As I have very few prims on an openspace island I am always looking for ways to save prims. I have tried building a small house in as few prims as possible.
The roof consists of one cube narrowed at one end to provide a triangle cross section and then hollowed to give a roof space. Two more rectangular prims textured to look like a wall make up the ends of the house.
At the back of the house are two prims, one for the wall and one for the window. The house front needs four prims – the wall and the window – the door and the small widow above it.
The base of the house was one more prim.
Finally I needed to make four steps which I made from two cut cubes giving me two more prims.
Total for the whole house 12 prims. I then textured the various parts using free textures. Brown stone walls a tiled roof and a wooden floor. The base was grey stone. The windows and door were white textures.
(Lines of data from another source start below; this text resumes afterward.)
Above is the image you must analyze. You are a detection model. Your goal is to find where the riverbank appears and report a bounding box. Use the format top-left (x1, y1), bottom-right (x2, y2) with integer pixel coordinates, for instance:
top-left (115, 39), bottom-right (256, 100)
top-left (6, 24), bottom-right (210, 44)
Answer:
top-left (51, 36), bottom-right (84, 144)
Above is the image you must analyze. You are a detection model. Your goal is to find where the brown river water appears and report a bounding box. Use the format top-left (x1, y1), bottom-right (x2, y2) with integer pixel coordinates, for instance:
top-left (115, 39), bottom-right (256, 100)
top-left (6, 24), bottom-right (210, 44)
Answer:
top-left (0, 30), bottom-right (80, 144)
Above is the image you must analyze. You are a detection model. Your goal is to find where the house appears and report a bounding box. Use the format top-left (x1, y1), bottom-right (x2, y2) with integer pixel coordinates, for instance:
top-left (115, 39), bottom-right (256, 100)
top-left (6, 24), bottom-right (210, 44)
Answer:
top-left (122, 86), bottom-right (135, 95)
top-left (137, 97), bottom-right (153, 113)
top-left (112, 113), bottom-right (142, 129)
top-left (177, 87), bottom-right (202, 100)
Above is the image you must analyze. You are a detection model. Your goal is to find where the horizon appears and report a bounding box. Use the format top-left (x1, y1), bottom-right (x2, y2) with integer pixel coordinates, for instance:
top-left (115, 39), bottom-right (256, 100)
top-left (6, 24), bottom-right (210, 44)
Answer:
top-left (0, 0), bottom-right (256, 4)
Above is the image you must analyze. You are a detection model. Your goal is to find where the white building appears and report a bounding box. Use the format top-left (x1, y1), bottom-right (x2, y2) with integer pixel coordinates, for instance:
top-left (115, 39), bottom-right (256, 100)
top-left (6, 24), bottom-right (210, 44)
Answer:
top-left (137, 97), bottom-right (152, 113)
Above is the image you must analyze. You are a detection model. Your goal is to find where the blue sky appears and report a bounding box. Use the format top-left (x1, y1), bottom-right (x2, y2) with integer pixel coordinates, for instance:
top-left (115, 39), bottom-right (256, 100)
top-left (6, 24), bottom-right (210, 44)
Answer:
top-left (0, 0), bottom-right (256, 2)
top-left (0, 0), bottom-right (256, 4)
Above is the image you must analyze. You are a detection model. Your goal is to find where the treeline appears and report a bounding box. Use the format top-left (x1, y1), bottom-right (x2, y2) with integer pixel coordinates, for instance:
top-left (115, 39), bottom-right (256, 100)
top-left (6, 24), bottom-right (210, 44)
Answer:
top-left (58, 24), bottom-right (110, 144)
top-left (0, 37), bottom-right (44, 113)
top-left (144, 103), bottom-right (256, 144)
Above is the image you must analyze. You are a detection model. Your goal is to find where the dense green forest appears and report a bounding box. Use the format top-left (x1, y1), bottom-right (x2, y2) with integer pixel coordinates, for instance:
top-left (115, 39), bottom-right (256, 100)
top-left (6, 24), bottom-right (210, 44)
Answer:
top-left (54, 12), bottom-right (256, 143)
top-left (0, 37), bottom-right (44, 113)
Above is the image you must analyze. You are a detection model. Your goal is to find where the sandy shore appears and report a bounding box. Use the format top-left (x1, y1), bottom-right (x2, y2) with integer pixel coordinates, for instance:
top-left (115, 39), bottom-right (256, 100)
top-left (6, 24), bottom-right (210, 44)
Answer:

The most difficult thing about building the house was to line up the sections and to avoid editing the wrong parts of the house. First thing I did was to set the base so it was level and lined up with specific rotations and positioning and it’s dimensions were a little smaller than the roof to allow a roof overhang.. Then I set the rotations of the all the other parts so they were lined up with respect to this. I then built the walls making them a little smaller than the roof so they lined up with the base. I worked out the X and Y positions for the parts, moved them almost in place by eye and then typed in the final coordinates to round off the values and get things fully lined up.
Once I had positioned a section I locked it so that I could not edit it by mistake. I tried to join all the parts into one object and this worked for the most part except for the door which refused to work properly.